What could Surfside’s entertainment district do to bars in the area?
Officials here want to create a new entertainment district surrounding the pier to protect the small business community from being gobbled up in the future by condos or hotels.
The Surfside Beach Planning Commission on Tuesday night held a public hearing with local residents and business owners to discuss the matter, then unanimously agreed to recommend that the town council pass the zoning change.
The entertainment district would encompass about six acres surrounding the pier between 1st Avenue South to north of Surfside Drive, and from Dogwood Drive south, then east towards the ocean.
Some residents and business owners expressed concern that an entertainment district might mean more noise and less parking.
Perry Gold, who owns Sophia’s ice cream shop, said he only has six parking spaces for his business, which employs 12 people.
“The Yaupon parking lot is already packed at night,” Gold said. “You can’t find a parking place, and golf carts are parked on the sidewalks.”
Members of the commission and some town councilmen who attended the meeting said the zoning change would not affect parking, and is intended to promote a more pedestrian atmosphere.
“The parking issue is the same today, it will be the same tomorrow,” said Charles Seibold, vice chairman of the planning commission.
Under the new zoning rules, businesses would not be required to have independent parking, and some setbacks would be eliminated.
“The whole point is we are trying to create a walking district,” said Carrie Johnson, planning commissioner.
Commission chairman Mary Ellen Abrams said it would give businesses already there some breathing room to expand.
Ron Ott, mayor pro tem, said the intention is to protect the businesses from becoming a residential area.

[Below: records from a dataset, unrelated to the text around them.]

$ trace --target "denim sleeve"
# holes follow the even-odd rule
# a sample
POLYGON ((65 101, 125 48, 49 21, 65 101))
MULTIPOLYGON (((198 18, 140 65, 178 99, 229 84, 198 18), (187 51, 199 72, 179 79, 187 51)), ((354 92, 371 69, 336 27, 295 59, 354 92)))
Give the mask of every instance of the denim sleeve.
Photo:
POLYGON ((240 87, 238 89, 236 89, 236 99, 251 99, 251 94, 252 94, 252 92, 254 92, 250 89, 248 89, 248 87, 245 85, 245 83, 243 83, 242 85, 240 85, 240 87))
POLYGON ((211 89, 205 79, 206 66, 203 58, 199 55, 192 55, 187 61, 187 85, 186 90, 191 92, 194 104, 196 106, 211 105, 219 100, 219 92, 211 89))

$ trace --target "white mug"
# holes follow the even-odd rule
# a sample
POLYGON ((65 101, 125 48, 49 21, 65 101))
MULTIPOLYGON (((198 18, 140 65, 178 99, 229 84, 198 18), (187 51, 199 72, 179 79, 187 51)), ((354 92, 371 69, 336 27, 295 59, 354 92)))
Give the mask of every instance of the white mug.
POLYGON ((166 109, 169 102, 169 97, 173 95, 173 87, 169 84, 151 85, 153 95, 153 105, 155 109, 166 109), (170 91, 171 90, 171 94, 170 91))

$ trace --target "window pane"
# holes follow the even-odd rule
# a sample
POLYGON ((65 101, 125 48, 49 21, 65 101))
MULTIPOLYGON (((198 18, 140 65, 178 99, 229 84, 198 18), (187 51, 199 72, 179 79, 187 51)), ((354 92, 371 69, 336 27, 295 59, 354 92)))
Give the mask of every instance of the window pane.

“There is an important advantage to having more businesses,” said Jon Harrah, deputy town administrator. “We want to thrive, we want to make the economy good.”
The issue of an entertainment district was first brought to the planning commission in June 2016, but no public hearing was ever held.
At Tuesday’s hearing, more than a dozen people showed up to express their support or opposition to the project.
Bill Howard, the owner of Surf Diner and an Horry County Councilman, said he supported the zoning change and that residential encroachment could damage Surfside’s image as a small seaside town.
The entertainment designation would help brand the area as the boardwalk area and a family beach, officials said.
Rebuilding the pier, which was destroyed by Hurricane Matthew, will cost about $9 million. It will be built 10 feet higher to avoid flooding and storm surge damage.
No construction dates have been set.